Rather obsessed, without a clear view of these roles the very foundation of data protection will sway like a house of cards in an autumn storm. With an almost detective-like accuracy data controller and data processors therefore keep a log of any data stream they entrust to them by GDPR's tight compass.
- The Register manager must ensure validity in purpose and means.
- The data processors must maintain a telescope in order to handle data gracefully.
- Together they must form an alliance to strengthen the foundations of data protection.
Data transfers outside the EU and EEA
Cross-border data pulses can give even the most robust data protector heart palpitations.

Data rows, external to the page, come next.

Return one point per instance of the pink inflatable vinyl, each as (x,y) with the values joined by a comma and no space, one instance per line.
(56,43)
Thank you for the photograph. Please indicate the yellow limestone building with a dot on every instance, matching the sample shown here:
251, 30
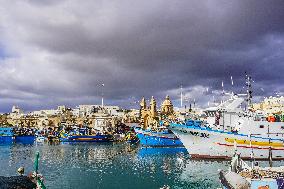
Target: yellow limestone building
149, 118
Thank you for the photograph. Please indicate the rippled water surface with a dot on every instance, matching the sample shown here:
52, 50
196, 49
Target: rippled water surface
87, 165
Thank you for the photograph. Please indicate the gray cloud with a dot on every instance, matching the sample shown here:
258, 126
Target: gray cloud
61, 51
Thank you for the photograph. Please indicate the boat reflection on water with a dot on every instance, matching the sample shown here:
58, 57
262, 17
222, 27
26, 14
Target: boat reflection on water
202, 173
153, 151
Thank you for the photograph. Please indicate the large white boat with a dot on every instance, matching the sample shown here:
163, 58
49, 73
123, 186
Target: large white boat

When information leaves the safe harbor of the EU and the EEA, requirements arise international data protection in force – and for companies it is a balancing act on the GDPR's tightrope.
Data protection requirements for international transfers
To make sure that international data transfer not become synonymous with digital anarchy, GDPR has set towering standards. Transfers of personal data do not fall outside the scope of the EU and the EEA without a solid basis. Remember that every byte is subject to the GDPR's protective umbrella, just as a hawk prince's land extends through his sheriffs.

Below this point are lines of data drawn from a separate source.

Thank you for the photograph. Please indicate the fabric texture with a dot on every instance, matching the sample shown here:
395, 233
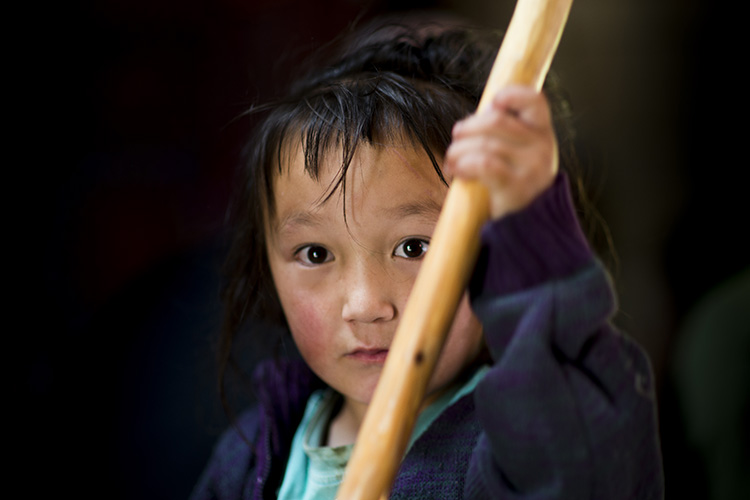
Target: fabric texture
566, 411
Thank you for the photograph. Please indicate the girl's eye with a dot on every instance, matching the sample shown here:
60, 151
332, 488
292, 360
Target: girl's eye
413, 248
314, 255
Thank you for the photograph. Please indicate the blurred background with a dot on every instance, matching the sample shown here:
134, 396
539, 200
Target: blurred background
132, 144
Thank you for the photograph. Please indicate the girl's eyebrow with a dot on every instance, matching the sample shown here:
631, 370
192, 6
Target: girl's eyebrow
295, 219
427, 206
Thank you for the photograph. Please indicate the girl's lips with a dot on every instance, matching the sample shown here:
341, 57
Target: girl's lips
369, 355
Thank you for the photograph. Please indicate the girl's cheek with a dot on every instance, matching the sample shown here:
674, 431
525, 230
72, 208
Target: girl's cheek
306, 321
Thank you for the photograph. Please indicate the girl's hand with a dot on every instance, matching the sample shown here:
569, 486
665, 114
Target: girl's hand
510, 147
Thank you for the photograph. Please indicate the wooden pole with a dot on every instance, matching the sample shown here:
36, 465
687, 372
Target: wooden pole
524, 59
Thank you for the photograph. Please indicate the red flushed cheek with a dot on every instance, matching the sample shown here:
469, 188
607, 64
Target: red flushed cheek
310, 331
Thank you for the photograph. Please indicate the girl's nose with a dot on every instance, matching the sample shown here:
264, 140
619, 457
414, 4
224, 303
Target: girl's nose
367, 297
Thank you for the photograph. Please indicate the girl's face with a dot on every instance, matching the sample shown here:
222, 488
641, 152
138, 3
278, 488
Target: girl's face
343, 284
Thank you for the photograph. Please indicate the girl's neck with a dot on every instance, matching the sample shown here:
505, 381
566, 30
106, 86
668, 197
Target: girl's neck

Effect of GDPR outside Europe
Oh, the labyrinthine web of globalization! But even outside the European borders stands GDPR outside the EU strong as a digital Bedouin, securing citizens' data against sandstorms of misuse. A feat that requires more than just binoculars; here the company must have both a compass and a GPS to handle it GDPR data transfers with the finesse prescribed by law. And remember – it's not about sneaking around GDPR, but about being in it GDPR compliance, regardless of where your cables are buried.

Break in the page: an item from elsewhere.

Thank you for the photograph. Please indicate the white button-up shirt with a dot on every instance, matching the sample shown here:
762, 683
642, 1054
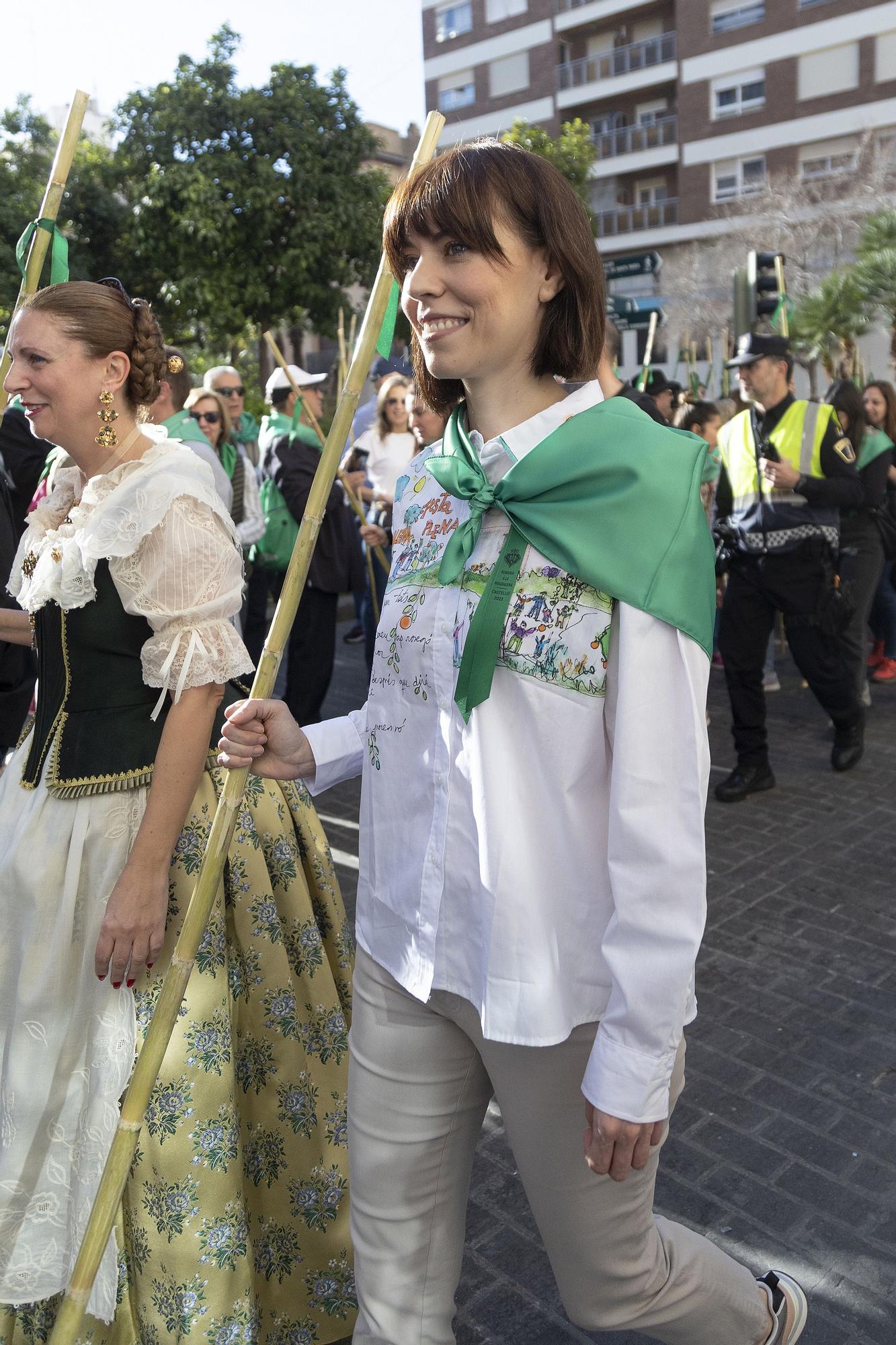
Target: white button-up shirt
546, 860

In this global solitaire, you must always be one step ahead, so play your cards wisely and thoughtfully! Below is a table filled with the important talismans that must be taken on the journey:
| The destination of the data transfer | GDPR requirements |
|---|---|
| Country with EU adequacy assessment | Transfer safely, but stay alert |
| Country without recognized adequacy level | Binding Corporate Rules or Standard Contractual Clauses |
| In case of special exceptions | Be astute – obtain express consent |
Oh yes, the international legal certainty – a delicacy that must be handled with the same precision as when Miss Confidential juggles the portfolio apples. Only with maneuvers that would make an oriental merchant envious can one navigate the global GDPR minefield.
Processing of sensitive personal data
When it comes to sensitive personal data, GDPR tightens the rules. It is a protection tango that requires fine steps to ensure the integrity and privacy of the individual. In this section we will unfold the details of the processing of these sensitive data, outline the tight cross of prohibitions and explore the necessary exceptions that the GDPR allows.
Exceptions for processing sensitive data
As you know, there are exceptions to almost all rules, and GDPR is no exception. Although there is generally one ban on data of a sensitive nature, there are special situations where this data can come into play. This could, for example, be with express permission from the data subject, or if the processing is essential for significant societal interests and is based on a legal basis. These GDPR exceptions is created to accommodate the necessary nuances in a complex society.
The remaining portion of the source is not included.